Publication date: 1 October 2018
Source: Methods, Volume 149
Author(s): Mabel Guzman-Rodriguez, Julie A.K. McDonald, Richard Hyde, Emma Allen-Vercoe, Erika C. Claud, Prameet M. Sheth, Elaine O. Petrof
The study of complex microbial communities has become a major research focus as mounting evidence suggests the pivotal role microbial communities play in host health and disease. Microbial communities of the gastrointestinal tract, known as the gut microbiota, have been implicated in aiding the host with vitamin biosynthesis, regulation of host energy metabolism, immune system development, and resistance to pathogen invasion. Conversely, disruptions of the gut microbiota have been linked to host morbidity, including the development of inflammatory diseases, metabolic disorders, increased cardiovascular risk, and increased risk of infectious diseases. However, studying the gut microbiota in humans and animals is challenging, as many microorganisms are fastidious with unique nutritional or environmental requirements that are often not met using conventional culture techniques.

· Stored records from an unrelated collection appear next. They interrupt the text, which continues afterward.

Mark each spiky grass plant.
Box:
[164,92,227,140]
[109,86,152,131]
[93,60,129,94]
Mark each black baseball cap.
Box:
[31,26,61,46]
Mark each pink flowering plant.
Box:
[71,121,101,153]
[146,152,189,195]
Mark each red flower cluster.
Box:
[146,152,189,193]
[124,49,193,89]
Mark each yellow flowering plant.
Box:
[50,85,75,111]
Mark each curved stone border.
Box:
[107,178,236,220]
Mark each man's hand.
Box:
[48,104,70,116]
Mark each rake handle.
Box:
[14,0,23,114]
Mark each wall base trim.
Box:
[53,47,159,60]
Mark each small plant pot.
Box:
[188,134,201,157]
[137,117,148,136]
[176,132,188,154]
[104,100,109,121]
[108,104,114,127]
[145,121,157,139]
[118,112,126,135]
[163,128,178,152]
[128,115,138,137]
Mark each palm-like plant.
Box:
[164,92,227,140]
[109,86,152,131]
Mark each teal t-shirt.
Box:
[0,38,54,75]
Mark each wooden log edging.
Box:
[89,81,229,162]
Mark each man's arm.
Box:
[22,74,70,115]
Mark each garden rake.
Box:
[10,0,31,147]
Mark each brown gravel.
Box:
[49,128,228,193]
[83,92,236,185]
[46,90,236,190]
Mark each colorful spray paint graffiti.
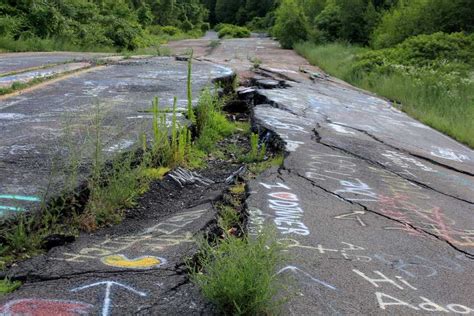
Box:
[101,255,166,269]
[71,281,147,316]
[53,210,207,270]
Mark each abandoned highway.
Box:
[0,32,474,315]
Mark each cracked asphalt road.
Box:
[2,38,474,315]
[175,34,474,315]
[0,55,232,216]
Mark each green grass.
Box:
[0,278,21,296]
[0,37,117,53]
[191,230,283,315]
[295,43,474,148]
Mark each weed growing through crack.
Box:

Bioreactors provide a unique solution to overcome some of the limitations of conventional culture techniques. Bioreactors have been used to propagate and establish complex microbial communities in vitro by recapitulating the physiological conditions found in the GI tract. These systems further our understanding of microbial physiology and facilitate our understanding of the impact of medications and xenobiotics on microbial communities. Here, we review the versatility and breadth of bioreactor systems that are currently available and how they are being used to study faecal and defined microbial communities. Bioreactors provide a unique opportunity to study complex microbial interactions and perturbations in vitro in a controlled environment without confounding biotic and abiotic variables.